A good desk-clearing is in order, as is evident by the volume of drafts I have begun to accumulate. Here in no particular order is a partial inventory of unfinished thoughts, notes and un-realized blog fodder. Free ideas all around.
There was one about going on vacation with my entire digital world so one can stay up to date with RSS feeds, Twitter and the Facebook while sitting in the reeds next to the river. My road trip media entourage includes an iPad loaded with media and games to help a four-year-old get through a ten-hour road trip, the trusty MacBook Pro (here primarily as a photo download location, since I take lots of photos while on any trip); and the adult iPad1 loaded with music, comics, books ambitiously scheduled to read, and games to play. As it turned out, with all this digitalia at hand, I spent a lot of time biking up a mountain and later sitting in the shade reading an honest-to-god book.2 I know.
A lot of talk in my media sphere lately is about women in tech, specifically gaming but as part of a broad current that has widened over the past few years as women respond to sexism at conferences, in hiring, and in every day interactions. Being a fallen academic, I naturally want to point some of this conversation to classic work like Rosabeth Moss Kanter’s Men and Women of the Corporation and the large body of writing on gendering in the professions (medical sociology, which I taught for a while, has a lot of this). The people responding to well-written and heartful posts about fear, sexism and misogyny with “everybody knows women don’t want to work in tech/choose to have babies/aren’t good at it anyway/asked for it” won’t care, but these bodies of work might help situate the authors' experiences in a trajectory. While the tech industry didn’t invent this experience, it does seem to have polished it to a pretty fine sheen.

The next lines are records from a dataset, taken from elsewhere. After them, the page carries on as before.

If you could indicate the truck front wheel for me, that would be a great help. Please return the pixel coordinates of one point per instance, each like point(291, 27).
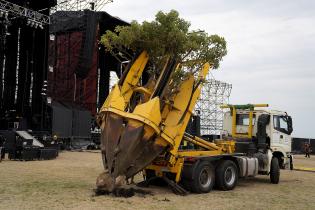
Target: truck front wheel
point(274, 171)
point(226, 175)
point(203, 178)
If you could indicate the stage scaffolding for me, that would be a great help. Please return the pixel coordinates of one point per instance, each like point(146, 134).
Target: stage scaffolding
point(214, 93)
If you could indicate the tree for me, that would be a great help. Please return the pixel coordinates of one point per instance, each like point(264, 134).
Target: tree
point(167, 36)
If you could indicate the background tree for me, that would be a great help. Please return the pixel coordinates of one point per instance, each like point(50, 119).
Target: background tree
point(167, 36)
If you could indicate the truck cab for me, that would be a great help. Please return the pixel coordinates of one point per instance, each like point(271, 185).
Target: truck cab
point(265, 129)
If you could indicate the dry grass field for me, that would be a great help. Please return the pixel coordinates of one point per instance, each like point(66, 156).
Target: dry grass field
point(68, 182)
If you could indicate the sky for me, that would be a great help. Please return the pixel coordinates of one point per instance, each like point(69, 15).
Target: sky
point(270, 43)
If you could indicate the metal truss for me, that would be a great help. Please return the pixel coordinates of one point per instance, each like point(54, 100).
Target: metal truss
point(79, 5)
point(214, 93)
point(10, 9)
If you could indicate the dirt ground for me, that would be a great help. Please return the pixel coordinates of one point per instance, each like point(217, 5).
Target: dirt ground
point(68, 182)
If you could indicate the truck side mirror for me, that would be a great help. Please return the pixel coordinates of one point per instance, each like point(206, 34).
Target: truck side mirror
point(290, 125)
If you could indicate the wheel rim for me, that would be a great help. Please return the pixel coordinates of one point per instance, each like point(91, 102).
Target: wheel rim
point(229, 175)
point(205, 177)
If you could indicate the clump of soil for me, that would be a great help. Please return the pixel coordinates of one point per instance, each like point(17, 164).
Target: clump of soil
point(123, 192)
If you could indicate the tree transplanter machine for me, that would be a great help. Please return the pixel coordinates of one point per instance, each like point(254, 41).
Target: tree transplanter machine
point(143, 129)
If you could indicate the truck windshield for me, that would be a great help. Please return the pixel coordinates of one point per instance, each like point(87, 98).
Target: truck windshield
point(243, 119)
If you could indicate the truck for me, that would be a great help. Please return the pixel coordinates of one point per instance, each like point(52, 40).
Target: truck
point(143, 123)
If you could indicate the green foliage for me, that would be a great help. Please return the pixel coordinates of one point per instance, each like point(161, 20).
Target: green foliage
point(168, 35)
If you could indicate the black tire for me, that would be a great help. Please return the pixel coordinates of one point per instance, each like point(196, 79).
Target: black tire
point(274, 171)
point(203, 178)
point(226, 175)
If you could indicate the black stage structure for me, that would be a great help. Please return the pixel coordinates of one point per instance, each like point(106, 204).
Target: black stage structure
point(53, 72)
point(24, 36)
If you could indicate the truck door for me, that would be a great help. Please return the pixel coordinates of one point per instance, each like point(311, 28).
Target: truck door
point(281, 133)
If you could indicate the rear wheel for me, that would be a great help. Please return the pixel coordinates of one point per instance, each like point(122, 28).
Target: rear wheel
point(274, 171)
point(203, 178)
point(226, 175)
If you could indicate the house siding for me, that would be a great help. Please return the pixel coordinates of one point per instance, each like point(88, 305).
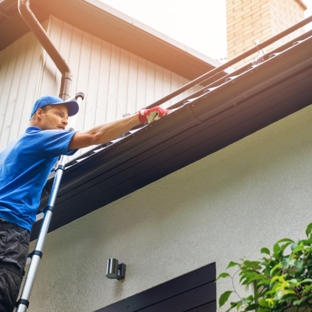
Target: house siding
point(20, 65)
point(220, 209)
point(114, 81)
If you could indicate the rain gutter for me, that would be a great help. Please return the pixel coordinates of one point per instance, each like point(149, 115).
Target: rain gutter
point(41, 35)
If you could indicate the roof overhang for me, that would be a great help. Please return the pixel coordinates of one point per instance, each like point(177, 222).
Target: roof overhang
point(106, 23)
point(237, 106)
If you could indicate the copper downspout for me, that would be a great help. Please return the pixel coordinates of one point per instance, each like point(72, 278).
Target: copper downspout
point(35, 26)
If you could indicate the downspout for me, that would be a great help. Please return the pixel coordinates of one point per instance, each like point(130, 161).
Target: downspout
point(37, 29)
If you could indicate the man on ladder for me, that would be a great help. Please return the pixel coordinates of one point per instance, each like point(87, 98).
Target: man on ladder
point(24, 168)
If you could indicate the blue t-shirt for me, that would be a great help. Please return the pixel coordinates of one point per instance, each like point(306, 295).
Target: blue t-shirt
point(25, 165)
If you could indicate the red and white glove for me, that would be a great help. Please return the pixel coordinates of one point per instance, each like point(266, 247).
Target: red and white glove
point(151, 114)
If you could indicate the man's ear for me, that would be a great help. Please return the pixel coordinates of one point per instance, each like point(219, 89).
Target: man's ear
point(39, 113)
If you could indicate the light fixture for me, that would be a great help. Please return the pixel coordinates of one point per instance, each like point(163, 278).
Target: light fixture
point(115, 270)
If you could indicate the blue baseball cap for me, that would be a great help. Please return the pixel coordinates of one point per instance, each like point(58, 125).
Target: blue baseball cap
point(72, 105)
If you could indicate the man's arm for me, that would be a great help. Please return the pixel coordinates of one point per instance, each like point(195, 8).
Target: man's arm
point(112, 130)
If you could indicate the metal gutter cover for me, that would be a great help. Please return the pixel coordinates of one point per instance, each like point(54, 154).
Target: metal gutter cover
point(232, 108)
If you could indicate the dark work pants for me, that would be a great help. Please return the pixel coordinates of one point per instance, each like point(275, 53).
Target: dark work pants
point(14, 242)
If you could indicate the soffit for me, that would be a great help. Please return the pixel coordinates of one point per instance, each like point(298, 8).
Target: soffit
point(110, 25)
point(229, 109)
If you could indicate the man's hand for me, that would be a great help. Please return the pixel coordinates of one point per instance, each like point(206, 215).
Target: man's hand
point(151, 114)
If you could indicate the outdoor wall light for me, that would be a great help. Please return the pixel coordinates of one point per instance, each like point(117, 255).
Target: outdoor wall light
point(115, 270)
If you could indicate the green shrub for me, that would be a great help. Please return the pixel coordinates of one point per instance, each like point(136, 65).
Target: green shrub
point(282, 278)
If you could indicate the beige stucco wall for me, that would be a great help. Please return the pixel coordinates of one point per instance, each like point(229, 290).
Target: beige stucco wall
point(221, 208)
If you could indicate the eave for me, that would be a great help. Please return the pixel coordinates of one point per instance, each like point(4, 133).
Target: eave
point(104, 22)
point(232, 108)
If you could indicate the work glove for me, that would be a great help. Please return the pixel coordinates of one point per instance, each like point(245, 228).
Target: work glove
point(151, 114)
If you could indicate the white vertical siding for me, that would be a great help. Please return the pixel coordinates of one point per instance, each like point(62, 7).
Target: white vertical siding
point(20, 65)
point(115, 81)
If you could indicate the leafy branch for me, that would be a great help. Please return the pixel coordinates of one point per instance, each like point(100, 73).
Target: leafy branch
point(282, 278)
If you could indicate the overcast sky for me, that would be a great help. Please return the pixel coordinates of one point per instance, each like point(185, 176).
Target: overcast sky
point(199, 24)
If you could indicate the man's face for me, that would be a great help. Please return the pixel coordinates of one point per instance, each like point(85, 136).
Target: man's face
point(55, 117)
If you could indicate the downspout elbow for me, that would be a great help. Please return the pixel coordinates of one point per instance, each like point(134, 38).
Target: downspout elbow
point(37, 29)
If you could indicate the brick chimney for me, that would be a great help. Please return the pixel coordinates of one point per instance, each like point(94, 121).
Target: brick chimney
point(249, 21)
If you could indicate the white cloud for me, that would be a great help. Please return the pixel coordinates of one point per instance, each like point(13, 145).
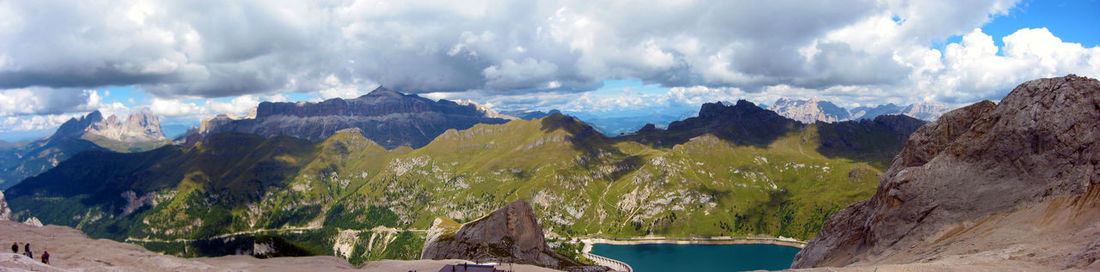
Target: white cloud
point(174, 108)
point(239, 106)
point(513, 54)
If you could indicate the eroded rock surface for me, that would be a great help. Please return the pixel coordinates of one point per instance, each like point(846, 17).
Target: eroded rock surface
point(1014, 182)
point(389, 118)
point(507, 235)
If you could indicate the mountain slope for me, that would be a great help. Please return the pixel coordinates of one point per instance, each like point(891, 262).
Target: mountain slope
point(811, 110)
point(507, 235)
point(386, 117)
point(719, 174)
point(1009, 183)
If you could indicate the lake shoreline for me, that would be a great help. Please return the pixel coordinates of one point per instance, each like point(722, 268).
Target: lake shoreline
point(695, 240)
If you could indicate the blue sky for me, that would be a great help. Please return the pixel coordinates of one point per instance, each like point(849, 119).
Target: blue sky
point(509, 55)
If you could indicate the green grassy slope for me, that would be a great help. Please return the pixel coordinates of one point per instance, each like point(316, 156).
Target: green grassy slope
point(350, 197)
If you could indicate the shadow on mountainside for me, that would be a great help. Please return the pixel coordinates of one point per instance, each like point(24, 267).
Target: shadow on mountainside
point(743, 123)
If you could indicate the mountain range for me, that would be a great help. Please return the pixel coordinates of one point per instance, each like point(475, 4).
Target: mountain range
point(813, 110)
point(139, 132)
point(735, 170)
point(388, 118)
point(988, 186)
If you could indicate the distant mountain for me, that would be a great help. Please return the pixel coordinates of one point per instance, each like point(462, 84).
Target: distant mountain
point(389, 118)
point(811, 110)
point(743, 123)
point(993, 187)
point(529, 115)
point(870, 112)
point(140, 132)
point(510, 234)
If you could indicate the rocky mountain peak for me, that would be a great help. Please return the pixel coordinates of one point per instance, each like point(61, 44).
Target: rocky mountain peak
point(74, 128)
point(4, 210)
point(1016, 180)
point(383, 91)
point(386, 117)
point(810, 110)
point(141, 126)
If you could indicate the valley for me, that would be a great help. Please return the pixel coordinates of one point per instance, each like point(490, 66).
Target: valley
point(351, 197)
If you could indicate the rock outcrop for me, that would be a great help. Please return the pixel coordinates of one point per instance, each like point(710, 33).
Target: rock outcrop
point(744, 123)
point(4, 210)
point(389, 118)
point(810, 110)
point(507, 235)
point(999, 184)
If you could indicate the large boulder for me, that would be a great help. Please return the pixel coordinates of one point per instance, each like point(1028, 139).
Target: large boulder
point(4, 210)
point(1013, 182)
point(507, 235)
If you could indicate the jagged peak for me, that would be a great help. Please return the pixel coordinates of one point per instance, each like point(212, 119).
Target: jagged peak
point(381, 90)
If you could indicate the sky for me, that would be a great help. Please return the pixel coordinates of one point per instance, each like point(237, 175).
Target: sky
point(189, 60)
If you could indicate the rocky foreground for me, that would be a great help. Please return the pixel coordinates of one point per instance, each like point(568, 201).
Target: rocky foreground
point(510, 234)
point(70, 250)
point(1010, 186)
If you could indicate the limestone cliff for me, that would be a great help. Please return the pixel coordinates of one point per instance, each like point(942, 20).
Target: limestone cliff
point(4, 210)
point(389, 118)
point(507, 235)
point(1002, 184)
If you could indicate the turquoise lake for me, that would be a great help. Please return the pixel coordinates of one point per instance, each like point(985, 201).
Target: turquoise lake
point(645, 258)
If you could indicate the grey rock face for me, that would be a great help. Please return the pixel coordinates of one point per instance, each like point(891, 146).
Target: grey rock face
point(1038, 143)
point(811, 110)
point(386, 117)
point(141, 126)
point(507, 235)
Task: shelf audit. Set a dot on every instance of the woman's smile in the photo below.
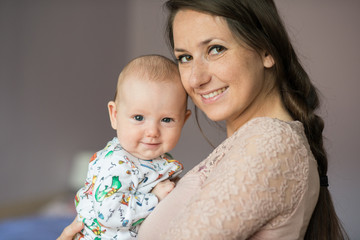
(214, 94)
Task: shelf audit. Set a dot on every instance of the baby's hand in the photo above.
(162, 189)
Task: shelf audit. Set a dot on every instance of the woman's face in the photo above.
(224, 78)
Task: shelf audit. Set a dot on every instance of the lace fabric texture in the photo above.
(254, 185)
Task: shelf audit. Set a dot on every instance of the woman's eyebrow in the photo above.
(202, 43)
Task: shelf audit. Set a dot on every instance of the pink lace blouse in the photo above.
(260, 183)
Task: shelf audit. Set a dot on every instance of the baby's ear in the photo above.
(112, 114)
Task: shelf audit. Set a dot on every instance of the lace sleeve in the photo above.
(257, 180)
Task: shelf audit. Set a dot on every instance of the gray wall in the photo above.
(59, 61)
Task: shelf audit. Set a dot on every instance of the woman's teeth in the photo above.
(213, 94)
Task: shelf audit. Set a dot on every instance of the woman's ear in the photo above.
(268, 60)
(112, 114)
(187, 115)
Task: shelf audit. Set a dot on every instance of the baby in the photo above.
(128, 178)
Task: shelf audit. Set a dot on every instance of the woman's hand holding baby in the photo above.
(162, 189)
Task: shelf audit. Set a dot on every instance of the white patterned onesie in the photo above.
(116, 197)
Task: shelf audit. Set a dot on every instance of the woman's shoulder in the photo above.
(268, 131)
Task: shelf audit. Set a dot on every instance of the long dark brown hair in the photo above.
(258, 24)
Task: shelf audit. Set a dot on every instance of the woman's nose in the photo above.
(199, 74)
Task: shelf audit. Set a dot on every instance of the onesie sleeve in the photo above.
(117, 201)
(259, 178)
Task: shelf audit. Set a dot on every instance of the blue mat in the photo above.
(29, 228)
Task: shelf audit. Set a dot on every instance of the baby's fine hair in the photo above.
(150, 67)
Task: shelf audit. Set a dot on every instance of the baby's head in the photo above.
(150, 107)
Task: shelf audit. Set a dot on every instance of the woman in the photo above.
(267, 180)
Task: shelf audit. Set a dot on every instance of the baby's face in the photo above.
(149, 116)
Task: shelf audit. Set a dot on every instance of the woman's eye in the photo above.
(167, 120)
(184, 58)
(217, 49)
(138, 118)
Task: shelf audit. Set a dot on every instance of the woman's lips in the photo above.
(213, 96)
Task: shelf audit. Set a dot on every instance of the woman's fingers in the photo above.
(70, 231)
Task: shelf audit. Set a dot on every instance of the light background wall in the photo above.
(59, 61)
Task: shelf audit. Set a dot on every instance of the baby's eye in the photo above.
(167, 120)
(216, 49)
(138, 117)
(184, 58)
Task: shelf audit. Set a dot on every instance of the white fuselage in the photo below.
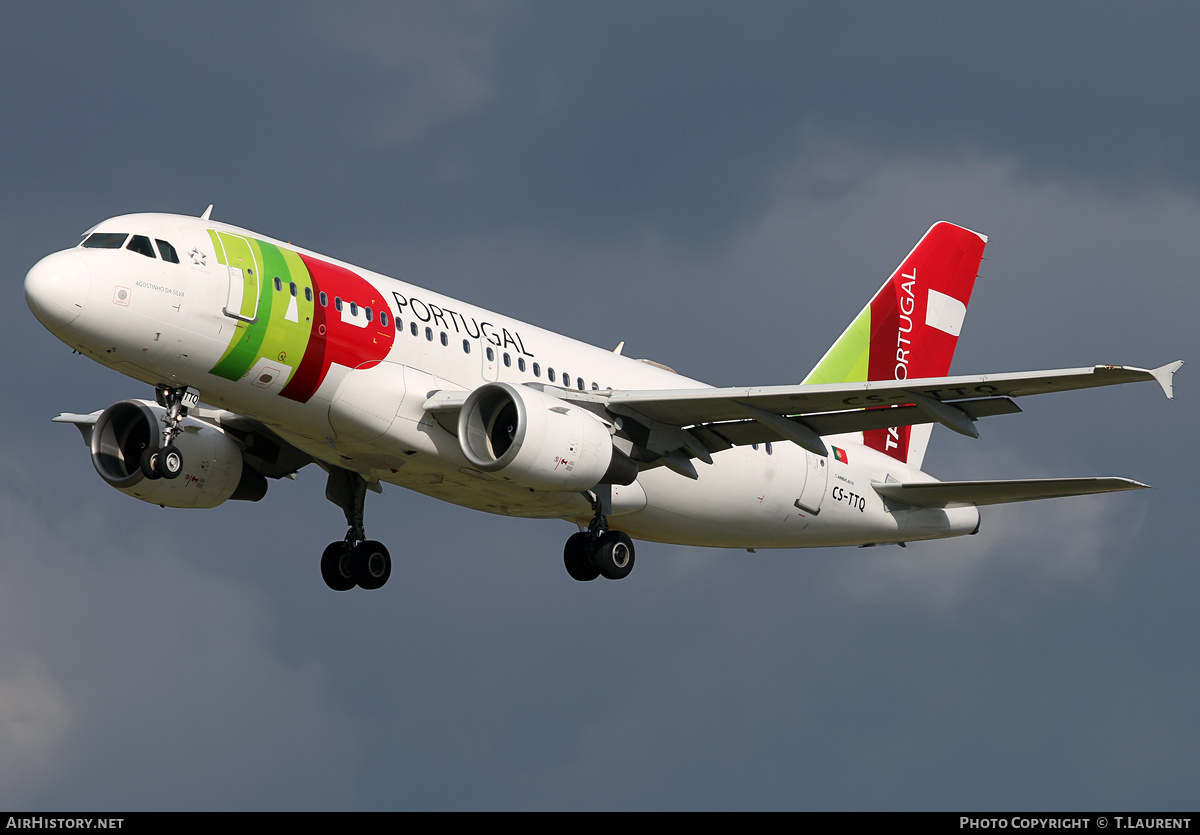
(161, 322)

The growing intellectual currency of television has altered the cultural conversation in fundamental ways. Water cooler chatter is now a high-minded pursuit, not just a way to pass the time at work. The three-camera sitcom with a laugh track has been replaced by television shows that are much more like books — intricate narratives full of text, subtext and clues.
On the sidelines of the children’s soccer game, or at dinner with friends, you can set your watch on how long it takes before everyone finds a show in common. In the short span of five years, table talk has shifted, at least among the people I socialize with, from books and movies to television. The idiot box gained heft and intellectual credibility to the point where you seem dumb if you are not watching it.
About the same time, an episode of Pop Culture Happy Hour focused on nerds and nudity, with discussion of “nerds” becoming more acceptable as “enthusiasts” through sharing the things they (we) love.
There is a lot that is complementary about these two pieces, in the rising cultural currency of pursuits that have been marginalized and/or lowbrow. Pop Culture Happy Hour in particular is in position to bridge these realms (and continues to be one of the podcasts that I really look forward to). The cynical take on this is that it’s all marketing, that the kids who grew up on comics and video games can now buy them for themselves. But the one I prefer is that the kids whose interests were marginal — or marginalizing — are now in positions to make exactly the things that they love, and are able to share those things widely and sometimes (hey, because of that culture industry) even make money at it. Good for them [us]!
Should you find yourself migrating to a new MacBook, as I did recently (happily, not due to disaster or failure), don’t forget to copy over your private SSH keys. What am I doing tonight? Re-generating keypairs so that I can publish this very post through my bloggy-woggy machine. Speaking of which, Frankenstein’s ___.sh looks like a very cool static blog publishing project: “It is a nameless, horrible and recursive assemblage of
mkdir etc…, has no option, no
for, and uses almost no variable.” Neeeat.